Fourth, wisdom in shaping our kids demands more structure when they are young; more discussion, carefully monitored controls, and a safety net as they grow older; and a willingness, in most instances, to wait to be asked for advice when they have genuinely left the nest and are no longer dependent on our roof or our wallets.
Finally, pray for them. Pray for them especially diligently when you recognize, as you repeatedly will, that unless the Lord builds the house, those who labor do so in vain.

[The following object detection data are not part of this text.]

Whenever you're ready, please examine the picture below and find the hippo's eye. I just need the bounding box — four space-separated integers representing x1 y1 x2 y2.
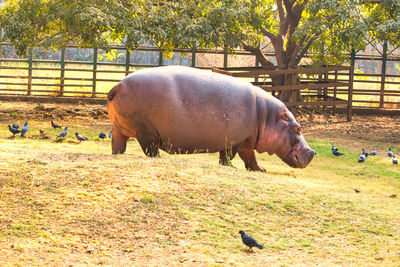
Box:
293 125 301 134
282 112 290 121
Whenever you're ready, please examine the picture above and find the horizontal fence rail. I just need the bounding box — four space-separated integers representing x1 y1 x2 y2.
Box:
213 66 353 121
0 42 400 113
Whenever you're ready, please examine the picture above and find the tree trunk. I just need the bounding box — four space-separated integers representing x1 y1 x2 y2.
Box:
277 74 302 102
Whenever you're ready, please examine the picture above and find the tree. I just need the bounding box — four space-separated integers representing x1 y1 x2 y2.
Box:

TT: Skepticism toward Christianity in academia has led to anti-intellectualism among certain evangelicals. How should evangelicals approach scholarship?
DC: A long essay on this topic would only begin to explore the subject. I concur that some anti-intellectualism is nothing but a thoughtless reaction to the skepticism toward Christianity found in many academic circles. But some of it is the pride of those who can do things with their hands but who do not or cannot make much of intellectual pursuits. Intellectual arrogance is still arrogance; blue-collar arrogance is still arrogance. The right response, for the Christian, begins with repentance and contrition, and a generous recognition that God gives different gifts to human beings in general and to the church in particular. Where the anti-intellectualism is a defensive posture against skepticism in academia, surely the right Christian response is the example of the Apostle Paul, who was determined to bring every thought into submission to Christ. That means we ought to be encouraging our best and brightest to demonstrate love for God with their minds and hearts, taking on the strongholds of intellectual lostness with exactly the same kind of missionary zeal that we want to take on the strongholds of, say, Islam and Buddhism. Moreover, the need is not just evangelistic and apologetic. Much of this work should be motivated by a passionate desire to offer God our best in every domain of life, whether we are grinding valves on a motorcycle engine or wrestling with the magisterial voices of the Western philosophical tradition. The Kuyperian vision of not one square inch where Jesus does not say, “This is mine!” is not a restrictively geographical sweep.
TT: What book projects are you currently working on?
DC: As I write these lines, I have in front of me the page-proofs of Jesus the Son of God: A Christological Title Frequently Ignored, Sometimes Misunderstood, and Currently Abused, a little book to be published by Crossway in November 2012.
I’m days away from finishing the revision of the seventh edition of New Testament Commentary Survey. God willing, I’m not more than weeks away from finishing the long overdue bookEvangelicalism.
And the next commentary will be on the epistles of John, in the New International Greek Testament Commentary series.
D.A. Carson is research professor of New Testament at Trinity Evangelical Divinity School in Deerfield, Ill., and a council member of The Gospel Coalition. He is a frequent conference speaker and lecturer in churches and academic settings around the world. He is the author or coauthor of more than forty-five books, including An Introduction to the New Testament, A Call to Spiritual Reformation, The God Who Is There, Worship by the Book, and the Gold Medallion Award-winning The Gagging of God.